My best friend told me about your blog, and I love it. That post about relationships vs companionship was good. I’m thinking you may be able to help me. I’ve been seeing this guy for about a month. We never had the relationship talk, and we both have been rocking with each other hard. However, I know I still flirt and talk with other guys. I thought he was doing the same, until he told me two nights ago that he loves me. I was blown, because I didn’t think we had gotten there yet. I didn’t want him to feel bad so I told him verbatim “awe, love ya.” But I don’t think I love him. I mean I could love him eventually, but I’m not there yet. I feel things between has gotten a lot more serious than I wanted it to right now. What do I do here to slow things down with this man without pissing him off and making him want to stop talking to me?
-I’m Not Ready for Love
Dear I’m Not Ready for Love,
Thanks for writing to me and complimenting my website. I always appreciate the kind words of site visitors such as yourself. Like I’ve said time and time again, positive feedback serves as fuel for what I’m doing here. So once more, thank you.
As far as your dilemma goes, it’s a common one to have. In fact, many people that have ever tried dating have found themselves in a predicament similar to the one you’re in. In the midst of a situationship where one partner blurts out “I love you”, and the other partner is left shocked and confused. Now some folks who aren’t ready to hear those three words will reply with a simple “thank you”, which is really like a b$tch slap to the individual brave enough to open his heart.
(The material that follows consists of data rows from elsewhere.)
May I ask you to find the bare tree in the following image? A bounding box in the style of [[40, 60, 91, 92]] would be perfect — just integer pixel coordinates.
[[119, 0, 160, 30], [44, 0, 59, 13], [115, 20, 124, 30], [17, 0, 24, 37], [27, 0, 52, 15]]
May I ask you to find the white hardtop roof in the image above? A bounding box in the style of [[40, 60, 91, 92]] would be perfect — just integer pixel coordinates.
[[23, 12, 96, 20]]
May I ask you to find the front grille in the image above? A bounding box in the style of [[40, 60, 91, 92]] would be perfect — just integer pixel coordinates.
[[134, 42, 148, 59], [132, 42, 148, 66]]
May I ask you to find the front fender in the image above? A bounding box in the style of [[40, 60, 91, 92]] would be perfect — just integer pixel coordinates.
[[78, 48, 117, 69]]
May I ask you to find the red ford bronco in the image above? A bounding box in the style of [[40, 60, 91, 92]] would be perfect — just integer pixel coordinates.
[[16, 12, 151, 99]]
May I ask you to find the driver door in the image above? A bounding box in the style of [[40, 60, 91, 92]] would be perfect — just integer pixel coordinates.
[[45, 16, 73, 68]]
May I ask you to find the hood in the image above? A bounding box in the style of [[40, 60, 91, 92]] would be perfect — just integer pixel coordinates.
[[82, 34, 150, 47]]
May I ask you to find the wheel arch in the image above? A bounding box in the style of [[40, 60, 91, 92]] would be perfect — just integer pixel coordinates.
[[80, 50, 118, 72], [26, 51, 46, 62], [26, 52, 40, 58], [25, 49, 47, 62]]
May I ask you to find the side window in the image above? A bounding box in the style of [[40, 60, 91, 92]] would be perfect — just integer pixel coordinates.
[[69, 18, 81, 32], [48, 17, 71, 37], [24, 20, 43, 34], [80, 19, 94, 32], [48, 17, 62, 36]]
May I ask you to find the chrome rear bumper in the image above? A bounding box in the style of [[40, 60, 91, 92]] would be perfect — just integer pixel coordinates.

Then there are those who hear The L Word, and out of common courtesy reply with “I love you too.” Essentially, that’s what you did, even if you said “ya” instead of “you”.
Now there is a third option people can choose when they’ve been told “I love you” and don’t feel the same way, but most folks think the notion is ridiculous. Whenever put in this uncomfortable situation, simply telling the truth is a legitimate choice. In fact, it’s the one I recommend for all parties involved.
I’m about to put myself here. I have actually been the guy that has told someone I love him, and the guy I told wasn’t ready to express the same thing. Thankfully, he told me his true feelings, and gave an explanation as to why he didn’t feel comfortable saying he loved me in that moment. I appreciated his honesty, and respected him not just saying words he didn’t mean or simply curving me with “thank you.” His willingness to keep it one hundred, strengthened our budding situationship, and led to a meaningful relationship.
Suggestions going forward.
- You need to go meet up with this man in person and talk. During the conversation, you need to make it clear that you aren’t in love with him yet. Since you seem to like the guy, tell him that. And tell him that love for you isn’t out of the question, you just aren’t there yet. You also owe him an apology if you misled him into believing you were in love too.
- If you’re ever put in a situation like this again, remember telling the truth is best. You’ll feel better, and at the end of the day, so will your Could Be Bae.